/**
- Christopher Yeh
- [email protected]
- Q&A */
-
Suppose we are using a method of encryption that does as much as possible to hide any patterns, including character frequencies. Do you believe there is any advantage (in terms of resulting file size) to compressing a file before encrypting it, as opposed to compressing it after encrypting it? In one sentence, say why or why not in the form of a hypothesis.
It should be better to compress before encrypting, as encrypting usually results in more unique characters, which leads to a bigger huffman trie.
-
Test your hypothesis on the command line using warandpeace.txt, your compression program, and the command gpg --batch -c -z0 --passphrase . The -z0 flag is very important because it prevents GPG from doing its own compression.
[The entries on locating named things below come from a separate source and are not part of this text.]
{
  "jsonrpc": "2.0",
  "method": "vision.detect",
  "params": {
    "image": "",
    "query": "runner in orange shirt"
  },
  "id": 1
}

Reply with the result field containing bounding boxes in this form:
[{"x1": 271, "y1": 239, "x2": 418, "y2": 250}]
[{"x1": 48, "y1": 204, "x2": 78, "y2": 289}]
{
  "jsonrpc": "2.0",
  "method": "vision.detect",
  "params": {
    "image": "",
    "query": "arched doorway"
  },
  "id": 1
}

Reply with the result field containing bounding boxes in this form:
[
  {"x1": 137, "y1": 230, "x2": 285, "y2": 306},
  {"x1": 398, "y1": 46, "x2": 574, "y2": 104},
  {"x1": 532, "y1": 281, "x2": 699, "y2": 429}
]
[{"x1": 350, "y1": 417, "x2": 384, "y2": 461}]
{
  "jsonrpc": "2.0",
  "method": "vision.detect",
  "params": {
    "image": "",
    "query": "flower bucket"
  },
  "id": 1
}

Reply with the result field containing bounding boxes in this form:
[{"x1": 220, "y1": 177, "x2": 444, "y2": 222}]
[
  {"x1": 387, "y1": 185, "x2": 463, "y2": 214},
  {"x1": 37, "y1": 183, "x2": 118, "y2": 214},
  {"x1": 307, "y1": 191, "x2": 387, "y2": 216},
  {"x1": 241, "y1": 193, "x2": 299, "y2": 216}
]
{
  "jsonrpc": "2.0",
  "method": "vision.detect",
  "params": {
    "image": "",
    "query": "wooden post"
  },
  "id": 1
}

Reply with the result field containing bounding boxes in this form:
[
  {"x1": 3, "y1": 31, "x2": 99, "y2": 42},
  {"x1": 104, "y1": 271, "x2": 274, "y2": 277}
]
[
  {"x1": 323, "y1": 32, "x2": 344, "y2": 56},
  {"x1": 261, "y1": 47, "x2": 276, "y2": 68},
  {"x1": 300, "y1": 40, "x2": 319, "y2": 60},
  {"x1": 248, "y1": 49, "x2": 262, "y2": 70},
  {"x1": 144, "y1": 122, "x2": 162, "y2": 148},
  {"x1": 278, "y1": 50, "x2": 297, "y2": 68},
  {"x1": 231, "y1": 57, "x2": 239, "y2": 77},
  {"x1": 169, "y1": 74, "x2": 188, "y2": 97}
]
You can read more about GPG at https://www.gnupg.org/. You may use the reference compression program if there is a problem with yours.
What file size results from compressing before encrypting with gpg?
1,870,825 bytes
. What file size results from compressing after encrypting with gpg?
3,289,150 bytes
. Do these results agree with your hypothesis?
Yes, it makes sense.
-
Suppose instead of GPG we encrypted by XORing each byte in the file against a single shared one byte key. This is effectively a byte substitution cypher. Would this compress better, worse, or the same as a file encrypted with GPG? In one sentence, why?
It would compress better, as the number of unique characters would be the same as the original file.
-
Would it compress better, worse, or the same as the original unencrypted file? In one sentence, why?
It would compress the same, as the number of unique characters would be the same as the original file.
-
Would the Shannon entropy be higher, lower, or the same as the original unencrypted file? In one sentence, why?
It would be the same, as each byte exclusively XORs to its own unique byte, so every byte has the same frequency.